As we walked spokes of afternoon sunlight were thrusting from a tiny blue window in a sky of great rolling clouds. Often on the shepherding days when time was as at my heel, I'd watch their moving pools of brightness glide across the sea. That afternoon of all days, above the western horizon, lines of ragged grey crept slowly amongst mighty white towers changing their shape and colour. One by one the streams of light, which had danced their brief moments on the sea, were driven behind the clouds.

Even before we crossed the last ridge the mechanical clanking reached us. The house roof came in sight, a few more steps brought us to a halt. The arm of a digger, pawing the ground at the back wall of our building, had already opened a massive hole. A sizeable bank of earth covered part of what had been my potato and turnip drills. Curling into air I could see a length of black piping. Our water supply was cut.

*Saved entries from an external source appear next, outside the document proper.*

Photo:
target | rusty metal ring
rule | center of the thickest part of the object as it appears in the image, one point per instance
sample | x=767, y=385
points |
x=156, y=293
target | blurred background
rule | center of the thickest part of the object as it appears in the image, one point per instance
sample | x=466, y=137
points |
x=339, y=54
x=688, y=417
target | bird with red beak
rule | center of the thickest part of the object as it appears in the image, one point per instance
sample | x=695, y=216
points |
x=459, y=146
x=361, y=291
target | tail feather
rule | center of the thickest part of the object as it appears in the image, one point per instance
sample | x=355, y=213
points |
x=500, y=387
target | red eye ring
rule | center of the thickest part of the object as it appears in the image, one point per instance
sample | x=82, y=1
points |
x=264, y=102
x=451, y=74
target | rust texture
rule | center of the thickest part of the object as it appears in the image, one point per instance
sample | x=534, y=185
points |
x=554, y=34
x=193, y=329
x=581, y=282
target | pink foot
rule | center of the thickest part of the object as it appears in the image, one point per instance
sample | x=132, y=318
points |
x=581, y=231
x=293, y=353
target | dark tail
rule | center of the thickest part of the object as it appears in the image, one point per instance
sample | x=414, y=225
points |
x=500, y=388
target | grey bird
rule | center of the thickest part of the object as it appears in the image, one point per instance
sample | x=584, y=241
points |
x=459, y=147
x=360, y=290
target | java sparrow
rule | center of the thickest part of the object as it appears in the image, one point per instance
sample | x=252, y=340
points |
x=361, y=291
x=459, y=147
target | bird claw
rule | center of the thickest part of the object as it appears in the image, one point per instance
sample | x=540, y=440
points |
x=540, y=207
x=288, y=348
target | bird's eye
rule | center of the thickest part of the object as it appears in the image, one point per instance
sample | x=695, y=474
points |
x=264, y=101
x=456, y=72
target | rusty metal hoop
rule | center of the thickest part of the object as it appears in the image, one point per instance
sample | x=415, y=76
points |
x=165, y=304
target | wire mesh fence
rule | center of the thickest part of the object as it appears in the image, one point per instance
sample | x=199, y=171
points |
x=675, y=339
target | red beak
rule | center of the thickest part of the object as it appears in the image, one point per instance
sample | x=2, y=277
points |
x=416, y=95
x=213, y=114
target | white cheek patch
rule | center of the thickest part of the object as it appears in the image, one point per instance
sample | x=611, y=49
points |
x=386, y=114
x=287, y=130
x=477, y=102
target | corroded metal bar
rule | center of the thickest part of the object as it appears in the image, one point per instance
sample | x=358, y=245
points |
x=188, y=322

We tramped past the mound of earth. The machine operator lifted his hand, the hydraulic arm reached into a deepening hole. Here and there the white of a potato showed, cabbage which would have seen us through the winter topped the pile. Apart from the noise, round at the front of the house everything remained as we'd left it, unusual shells on the window ledges and drift wood which had taken our fancy, waiting to be carved, nothing of value, except in pleasure.

Not for the first time I studied the lintel above the doorway, rough dressed stone hand cut from the raven crag, dragged down the hillside. Find a shelter, survive and build a home for your family; that was the way of it. How easy to pull a lever, destroy in one hour's comfort a generation's work of callused hands.

Reluctant to enter the old house for what I knew would be the last time, I sat on the stone at the end of the gable, my thoughts dwelt on the visions it had brought to my folks. The day of my first visit with Eachan I'd noticed the stone. My slight knowledge of geology told me the stone wasn't of the local rock.

Almost as if impelled I studied the stones shape. Although weathered by unknown years of winters' gale and salt the faint marks on its surface suggested it had been cut to fit a purpose. The same prompting seemed to be telling me it had belonged to some ship's ballast. Certainty came me, the stone had arrived aboard the first longboat to beach on Sandray, the raven's boat of my great grandfather's story, a Viking stone.

Eachan stood at my side as I'd seen him at his crofthouse window looking in horror across to the island on the day he died. The remains of a burning sunset were quenched in an undulating sea of molten iron. Beneath it sank a black sun, and the lava like coagulation turned to the green of verdigris. All about me on its rotting surface the white fish floated, belly up.

Eilidh put her hand on my shoulder, “This is it, Hector,” she said simply. The power of the vision had dazed me. Hardly back in our present grim situation, I followed Eilidh into the old house. There seemed little to gather. A few clothes were stuffed into bags, the odd book we'd saved, Hector's crib. My great grandparents' table and dresser, fashioned from shipwreck planks and worn by scrubbing, they were better to stay where they belonged.